Here goes a one liner (ok, it's a rather long line ...), goes through the list exactly once and returns "None" if the item isn't found. It would be trivial to rewrite it to return -1, should you so desire.
indexOf = lambda list, thing: \
reduce(lambda acc, (idx, elem): \
idx if (acc is None) and elem == thing else acc, list, None)
How to use:
>>> indexOf([1,2,3], 4)
>>>
>>> indexOf([1,2,3], 1)
0
>>>
Comparison of implementations
Simple comparison on Python 3.8
TL;DR maybeidx2
is faster in general except for arrays (n<100) with lots of misses
def maybeidx1(l, v):
return l.index(v) if v in l else None
def maybeidx2(l, v):
try:
return l.index(v)
except ValueError:
return None
Test cases:
a = [*range(100_000)]
# Case 1: index in list
maybeidx1(a, 50_000)
Out[20]: 50000
maybeidx2(a, 50_000)
Out[21]: 50000
# Case 2: index not in list
maybeidx1(a, 100_000) is None
Out[23]: True
maybeidx2(a, 100_000) is None
Out[24]: True
Timing case 1
%timeit maybeidx1(a, 50_000)
1.06 ms ± 15.6 µs per loop (mean ± std. dev. of 7 runs, 1000 loops each)
%timeit maybeidx2(a, 50_000)
530 µs ± 8.47 µs per loop (mean ± std. dev. of 7 runs, 1000 loops each)
Timing case 2
%timeit maybeidx1(a, 100_000)
1.07 ms ± 21 µs per loop (mean ± std. dev. of 7 runs, 1000 loops each)
%timeit maybeidx2(a, 100_000)
1.07 ms ± 16.6 µs per loop (mean ± std. dev. of 7 runs, 1000 loops each)
Result
Use the maybeidx2
method for larger arrays. This is faster due to maybeidx1
having two scans of the array in search of the value - this is still O(n) time but has a constant multiplier of 2 and thus slower in practice. This holds in the case of the value being present in the list. When the value is not present, these times will be roughly equal; they both have to scan the full array exactly once, then return None
. The overhead of the try-except
is negligible, even with an array size of 10 - unless case two occurs. Then the try-except
overhead is noticeable. Example:
a = [*range(10)]
%timeit maybeidx1(a, 10)
191 ns ± 2.61 ns per loop (mean ± std. dev. of 7 runs, 10000000 loops each)
%timeit maybeidx2(a, 10)
566 ns ± 5.93 ns per loop (mean ± std. dev. of 7 runs, 1000000 loops each)

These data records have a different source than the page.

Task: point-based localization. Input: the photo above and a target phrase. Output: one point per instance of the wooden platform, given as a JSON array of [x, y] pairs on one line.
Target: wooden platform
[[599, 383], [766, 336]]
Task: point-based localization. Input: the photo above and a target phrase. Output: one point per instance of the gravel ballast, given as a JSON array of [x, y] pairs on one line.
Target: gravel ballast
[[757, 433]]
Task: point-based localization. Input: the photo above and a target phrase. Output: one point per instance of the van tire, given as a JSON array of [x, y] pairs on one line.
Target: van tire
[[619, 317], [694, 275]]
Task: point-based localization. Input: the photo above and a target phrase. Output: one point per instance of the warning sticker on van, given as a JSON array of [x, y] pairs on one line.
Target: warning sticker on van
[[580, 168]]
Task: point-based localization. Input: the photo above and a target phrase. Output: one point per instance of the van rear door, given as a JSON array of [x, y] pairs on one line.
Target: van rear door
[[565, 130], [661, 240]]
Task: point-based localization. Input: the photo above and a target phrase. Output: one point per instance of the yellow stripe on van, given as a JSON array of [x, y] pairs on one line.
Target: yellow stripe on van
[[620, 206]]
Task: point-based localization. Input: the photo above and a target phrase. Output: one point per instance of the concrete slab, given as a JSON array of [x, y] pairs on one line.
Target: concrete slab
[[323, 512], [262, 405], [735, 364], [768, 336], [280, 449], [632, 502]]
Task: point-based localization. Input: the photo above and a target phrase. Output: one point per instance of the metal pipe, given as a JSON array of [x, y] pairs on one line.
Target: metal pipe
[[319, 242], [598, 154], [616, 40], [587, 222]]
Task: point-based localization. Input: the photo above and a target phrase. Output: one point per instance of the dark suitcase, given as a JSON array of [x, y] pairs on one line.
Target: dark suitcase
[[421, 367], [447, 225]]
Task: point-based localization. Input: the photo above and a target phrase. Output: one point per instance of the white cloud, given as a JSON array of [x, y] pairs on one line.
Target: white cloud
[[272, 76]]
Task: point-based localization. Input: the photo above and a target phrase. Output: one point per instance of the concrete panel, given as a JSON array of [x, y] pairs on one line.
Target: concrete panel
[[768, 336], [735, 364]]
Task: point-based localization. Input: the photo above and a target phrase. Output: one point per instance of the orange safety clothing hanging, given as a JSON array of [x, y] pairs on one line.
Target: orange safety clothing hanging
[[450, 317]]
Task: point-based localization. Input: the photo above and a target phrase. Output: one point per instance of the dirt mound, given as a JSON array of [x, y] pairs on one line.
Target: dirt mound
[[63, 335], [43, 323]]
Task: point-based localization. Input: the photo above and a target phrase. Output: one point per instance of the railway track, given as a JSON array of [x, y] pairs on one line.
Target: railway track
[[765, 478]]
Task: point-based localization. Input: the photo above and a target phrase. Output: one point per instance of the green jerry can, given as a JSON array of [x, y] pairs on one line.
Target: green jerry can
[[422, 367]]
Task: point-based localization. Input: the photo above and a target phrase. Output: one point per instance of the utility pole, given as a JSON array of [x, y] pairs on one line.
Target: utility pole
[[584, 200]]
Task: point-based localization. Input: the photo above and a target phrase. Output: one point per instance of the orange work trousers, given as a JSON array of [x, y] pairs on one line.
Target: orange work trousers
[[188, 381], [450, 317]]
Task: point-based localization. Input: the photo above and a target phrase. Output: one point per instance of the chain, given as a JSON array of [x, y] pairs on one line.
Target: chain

This overhead becomes negligible (on my machine) when a
has above 100 elements.
Since Python 3.6, there are find
and rfind
methods for index
and rindex
which return -1
instead of throwing exception.
I don't know why you should think it is dirty... because of the exception? if you want a oneliner, here it is:
thing_index = thing_list.index(elem) if thing_list.count(elem) else -1
but i would advise against using it; I think Ross Rogers solution is the best, use an object to encapsulate your desiderd behaviour, don't try pushing the language to its limits at the cost of readability.